Low volume
I appear to be complaining this week--but hey, what are blogs for, right? (Don't answer that.) In any event, the British Library's digital editions. They're a great improvement on GoogleBooks! There's quality control and stuff! The print copies could use some more toner in the ink cartridge, but they're still readable! And yet, multi-volume editions. I am a great believer in digitized versions of multi-volume editions having, you know, multiple volumes. In the case of GoogleBooks, you can usually find the other volumes lurking somewhere in the bowels of the database, even though much wailing and gnashing of teeth is involved. But for some reason, the BL's track record with its double- and triple-decker novels is, shall we say, scattershot. Now, granted, I may be the only person noticing this, because the world is not overflowing with people who want Mrs.
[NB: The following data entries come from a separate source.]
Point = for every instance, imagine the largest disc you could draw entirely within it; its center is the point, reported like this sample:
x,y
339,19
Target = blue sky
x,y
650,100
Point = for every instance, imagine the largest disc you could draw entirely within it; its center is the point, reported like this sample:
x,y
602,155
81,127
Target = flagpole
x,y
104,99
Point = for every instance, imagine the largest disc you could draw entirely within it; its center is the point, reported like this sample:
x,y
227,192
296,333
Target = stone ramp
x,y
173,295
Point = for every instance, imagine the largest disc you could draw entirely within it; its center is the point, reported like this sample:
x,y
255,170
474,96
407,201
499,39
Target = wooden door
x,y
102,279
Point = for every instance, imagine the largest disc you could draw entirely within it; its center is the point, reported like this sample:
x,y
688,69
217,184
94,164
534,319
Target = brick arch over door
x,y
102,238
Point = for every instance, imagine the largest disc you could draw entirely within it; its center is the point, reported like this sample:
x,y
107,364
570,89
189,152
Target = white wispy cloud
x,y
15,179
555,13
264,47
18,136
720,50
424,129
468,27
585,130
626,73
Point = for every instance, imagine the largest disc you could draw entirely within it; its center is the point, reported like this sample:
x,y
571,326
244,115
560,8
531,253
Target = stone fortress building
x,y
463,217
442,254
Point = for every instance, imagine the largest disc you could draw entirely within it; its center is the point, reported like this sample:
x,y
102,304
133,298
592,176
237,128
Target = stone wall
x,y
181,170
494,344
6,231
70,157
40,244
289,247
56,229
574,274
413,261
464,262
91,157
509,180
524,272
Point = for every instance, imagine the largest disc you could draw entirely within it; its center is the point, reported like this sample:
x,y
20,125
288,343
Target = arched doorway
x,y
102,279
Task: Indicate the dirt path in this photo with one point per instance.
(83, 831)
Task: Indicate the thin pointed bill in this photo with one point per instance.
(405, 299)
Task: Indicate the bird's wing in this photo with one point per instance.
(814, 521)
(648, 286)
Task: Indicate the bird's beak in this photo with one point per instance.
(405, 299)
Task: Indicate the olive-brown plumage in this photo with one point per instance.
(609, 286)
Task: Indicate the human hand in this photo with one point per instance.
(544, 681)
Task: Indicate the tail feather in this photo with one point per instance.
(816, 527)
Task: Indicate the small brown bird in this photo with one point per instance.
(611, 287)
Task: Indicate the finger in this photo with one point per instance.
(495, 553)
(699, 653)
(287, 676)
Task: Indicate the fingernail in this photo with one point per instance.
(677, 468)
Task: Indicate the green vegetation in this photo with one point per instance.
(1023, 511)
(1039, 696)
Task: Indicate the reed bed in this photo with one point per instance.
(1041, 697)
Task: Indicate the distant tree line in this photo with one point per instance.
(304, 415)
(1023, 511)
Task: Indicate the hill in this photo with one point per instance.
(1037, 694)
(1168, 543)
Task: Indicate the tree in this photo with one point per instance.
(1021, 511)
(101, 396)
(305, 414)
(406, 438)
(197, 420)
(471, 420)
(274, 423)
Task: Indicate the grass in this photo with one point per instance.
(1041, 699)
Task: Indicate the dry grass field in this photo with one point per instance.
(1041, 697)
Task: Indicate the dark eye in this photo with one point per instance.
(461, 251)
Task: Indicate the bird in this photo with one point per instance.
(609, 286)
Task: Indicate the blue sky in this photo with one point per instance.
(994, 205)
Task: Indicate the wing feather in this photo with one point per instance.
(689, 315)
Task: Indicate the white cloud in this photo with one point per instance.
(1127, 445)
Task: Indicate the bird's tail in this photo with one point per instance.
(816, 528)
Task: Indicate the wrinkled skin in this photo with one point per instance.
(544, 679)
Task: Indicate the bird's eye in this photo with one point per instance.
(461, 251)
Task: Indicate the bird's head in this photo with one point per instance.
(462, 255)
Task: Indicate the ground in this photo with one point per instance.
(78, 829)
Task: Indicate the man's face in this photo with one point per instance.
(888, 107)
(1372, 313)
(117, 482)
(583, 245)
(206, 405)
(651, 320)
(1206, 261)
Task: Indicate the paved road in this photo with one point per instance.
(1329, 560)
E. Churchill's From Convent to Altar or Oswald John Simon's The World and the Cloister. (I really want The World and the Cloister--it's a 19th-c. Jewish novel and those are in awfully short supply.) Alas, only the first volume of Mrs. Churchill's novel is available and only the second of Simon's, even though the library has the complete set in both cases. If the other volumes have been digitized, there's no way for the reader to access them (and the hardcopy versions are, indeed, only of a single volume). This really doesn't make much sense.
ETA: The mystery has been solved, and I can now read additional bad religious novels to my heart's content.